2. The method of claim 1 , further comprising generating a connection string that identifies a location of the data store server that is used by the server to connect to the data store server.
3. The method of claim 2 , wherein generating the connection string comprises generating the connection string on the server for each received request.
4. The method of claim 1 , wherein determining the data store server comprises determining the data store server from one of many data store servers.
5. The method of claim 1 , wherein determining the data store server comprises mapping the identifier to the data store server using a deterministic partition resolving algorithm.
6. The method of claim 5 , wherein the deterministic partition resolving algorithm may be created by a user.
7. The method of claim 5 , further comprising using the partition resolving algorithm to implement at least one of: load balancing, affinity, and failover.
8. The method of claim 5 , further comprising utilizing a partition resolving object to access the partition resolving algorithm.

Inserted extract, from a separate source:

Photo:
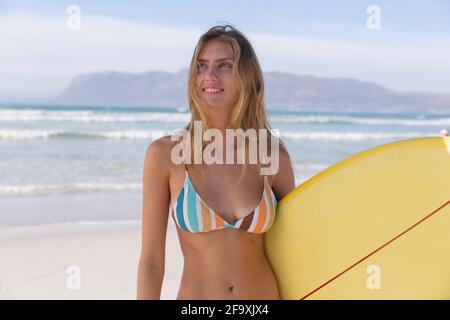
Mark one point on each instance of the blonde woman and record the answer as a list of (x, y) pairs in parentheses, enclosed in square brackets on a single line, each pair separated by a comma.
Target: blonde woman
[(221, 210)]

9. The method of claim 8 , wherein the partition resolving object is configured to maintain a configured list of available data storage servers; and upon on each request that is obtained, resolve the identifier to one of the available data storage servers by hashing it into a partition table; and returning the connection information for the selected data storage server.
10. A computer-readable medium having computer-executable instructions for session state partitioning, comprising:
receiving a request for data; wherein the request includes a session identifier and wherein the request is received by a first computing device;
applying a deterministic partition resolving algorithm at the first computing device; wherein applying the algorithm generates a connection string that provides a location of a second computing device from which to retrieve the data; and
connecting the first computing device to the second computing device using the connection string.
11. The computer-readable medium of claim 10 , wherein generating the connection string comprises generating the connection string on the first computing device each time a request is received and wherein the connection string is dynamically generated.
12. The computer-readable medium of claim 11 , wherein the first computing device is a web server that is part of a web farm and wherein the second computing device is a back-end data store that is one of many back-end data stores.
13. The computer-readable medium of claim 11 , wherein the deterministic partition resolving algorithm comprises hashing the session identifier to determine the location of the second computing device.
14. The computer-readable medium of claim 11 , wherein the session identifier identifies a session that relates to a user's interaction with an e-commerce web site.
15. The computer-readable medium of claim 10 , wherein the partition resolving algorithm is configured to maintain a configured list of available second computing devices; resolve the session identifier to one of the available second computing devices; and return the connection information for the selected second computing device.
16. A system for determining a connection string to access a back-end data storage server, comprising:
web servers that are coupled to a network and comprise:
an application that is configured to receive a request from a client computing device that includes an identifier that identifies a client session; and a
a partition resolver that is configured to create the connection string that is used to access the back-end data storage server by using a deterministic partition resolving algorithm to the identifier; wherein the partition resolver may be included on web servers that do not initially provide data partitioning services; and
back-end data storage servers that are coupled to the web servers that are configured to provide data in response to receiving a request from one of the web servers.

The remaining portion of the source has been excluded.